経済/企業


アップルやグーグルも監視対象に
総務省が「競争モニター制度」でスマートフォンの市場支配力にメス

〔PHOTO〕gettyimages

 消費者利益を損ないかねないとされるアップルやグーグルの市場支配力に対して、遅ればせながら、日本でも競争政策のメスが入る可能性が出てきた。

 利用者が急増しているスマートフォン市場を橋頭堡として、総務省が「電気通信事業分野における競争状況の評価」(競争評価)制度で監視する対象を拡大する検討に入ったためだ。

 とはいえ、競争政策の強化を巡る民間企業の反発は根強いうえ、政府部内での権限争いの激化も予想される。総務省が本格的な市場監視体制を構築できるかどうか予断を許さない。

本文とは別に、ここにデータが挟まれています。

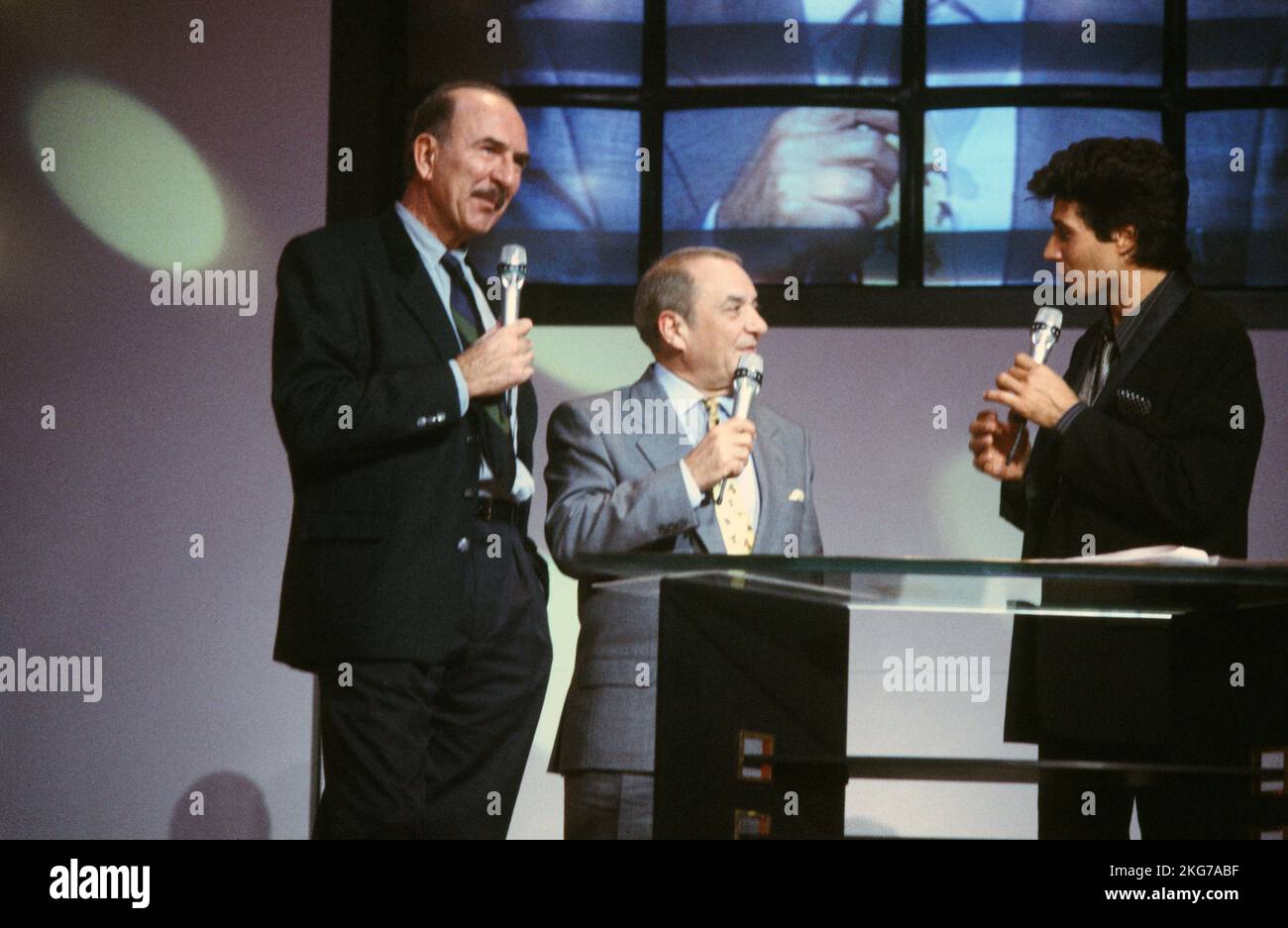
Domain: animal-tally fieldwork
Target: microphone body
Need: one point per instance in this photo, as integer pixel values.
(513, 269)
(746, 383)
(1044, 335)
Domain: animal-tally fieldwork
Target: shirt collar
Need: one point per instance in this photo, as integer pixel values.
(682, 393)
(426, 242)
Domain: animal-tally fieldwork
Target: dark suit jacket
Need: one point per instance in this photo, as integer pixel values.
(382, 508)
(614, 492)
(1170, 469)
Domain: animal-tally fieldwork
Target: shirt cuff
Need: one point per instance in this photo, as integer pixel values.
(1070, 413)
(463, 393)
(708, 222)
(691, 485)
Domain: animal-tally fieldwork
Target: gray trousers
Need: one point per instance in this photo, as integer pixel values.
(608, 804)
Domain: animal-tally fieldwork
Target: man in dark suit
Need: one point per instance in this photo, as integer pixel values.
(1151, 438)
(410, 584)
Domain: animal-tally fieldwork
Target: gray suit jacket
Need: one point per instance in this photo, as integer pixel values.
(614, 493)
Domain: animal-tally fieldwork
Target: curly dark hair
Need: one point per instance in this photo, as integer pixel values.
(1124, 181)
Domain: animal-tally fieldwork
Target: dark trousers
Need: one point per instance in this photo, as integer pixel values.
(415, 751)
(608, 804)
(1177, 808)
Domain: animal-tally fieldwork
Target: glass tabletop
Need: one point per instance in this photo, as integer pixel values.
(987, 587)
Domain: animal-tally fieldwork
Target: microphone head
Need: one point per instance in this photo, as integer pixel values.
(751, 367)
(1046, 326)
(513, 266)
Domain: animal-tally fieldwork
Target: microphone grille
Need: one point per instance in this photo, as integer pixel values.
(1050, 317)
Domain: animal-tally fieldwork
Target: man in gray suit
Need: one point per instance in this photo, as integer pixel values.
(617, 482)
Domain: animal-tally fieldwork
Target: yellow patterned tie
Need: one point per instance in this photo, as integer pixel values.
(732, 511)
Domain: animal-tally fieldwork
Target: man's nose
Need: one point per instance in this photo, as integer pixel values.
(507, 174)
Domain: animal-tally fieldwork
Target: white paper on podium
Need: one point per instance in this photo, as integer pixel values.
(1158, 554)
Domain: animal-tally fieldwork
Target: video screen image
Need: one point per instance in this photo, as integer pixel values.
(809, 192)
(1236, 161)
(1236, 43)
(784, 42)
(519, 43)
(1043, 42)
(812, 192)
(992, 231)
(578, 211)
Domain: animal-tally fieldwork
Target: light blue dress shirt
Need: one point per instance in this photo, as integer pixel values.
(691, 412)
(432, 252)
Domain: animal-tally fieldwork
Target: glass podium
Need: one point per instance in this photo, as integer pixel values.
(752, 677)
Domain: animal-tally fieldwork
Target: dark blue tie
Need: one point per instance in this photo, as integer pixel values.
(494, 420)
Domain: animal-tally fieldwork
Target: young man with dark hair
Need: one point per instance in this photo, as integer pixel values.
(1151, 438)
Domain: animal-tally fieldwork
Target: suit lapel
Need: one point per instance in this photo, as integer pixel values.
(415, 290)
(662, 450)
(1158, 316)
(771, 480)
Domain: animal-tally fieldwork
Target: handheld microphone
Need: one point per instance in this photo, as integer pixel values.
(1044, 335)
(746, 383)
(513, 270)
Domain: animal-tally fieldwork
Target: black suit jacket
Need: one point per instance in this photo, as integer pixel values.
(384, 507)
(1154, 461)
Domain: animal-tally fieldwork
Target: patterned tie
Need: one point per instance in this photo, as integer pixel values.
(1108, 353)
(494, 425)
(732, 511)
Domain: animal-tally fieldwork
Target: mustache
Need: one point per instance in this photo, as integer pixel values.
(496, 194)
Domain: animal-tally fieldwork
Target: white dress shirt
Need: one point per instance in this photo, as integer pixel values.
(692, 415)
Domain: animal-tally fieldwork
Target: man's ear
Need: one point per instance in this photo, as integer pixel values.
(1125, 241)
(426, 154)
(673, 329)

 ユーザー(消費者)利益の向上に役立つ見直しを実現させるために、我々も、競争評価制度の見直しの行方を注意深く見守る必要がありそうだ。

 そもそも競争評価制度は、総務省が2003年に、電気通信事業者の市場競争の実態を調査する目的で導入した。

 きっかけは、同年の電気通信事業法の改正によって、「事前規制」を廃止したため、市場の混乱をあらかじめ予防するのが難しくなったこと。この法改正では、国際、長距離、地域、衛星といった通信事業の垣根が取り払われたほか、それぞれの事業への参入と退出に関する認可制や料金の事前届け出制などもそろって廃止された。

 事前規制の廃止には、民間企業の活力を利用して市場全体を活性化するという狙いがあったが、その半面で、副作用として、問題や混乱が予想される事業者の参入やビジネスの開始、料金の引き上げなどを、行政が予めブロックすることができなくなる面もあったのだ。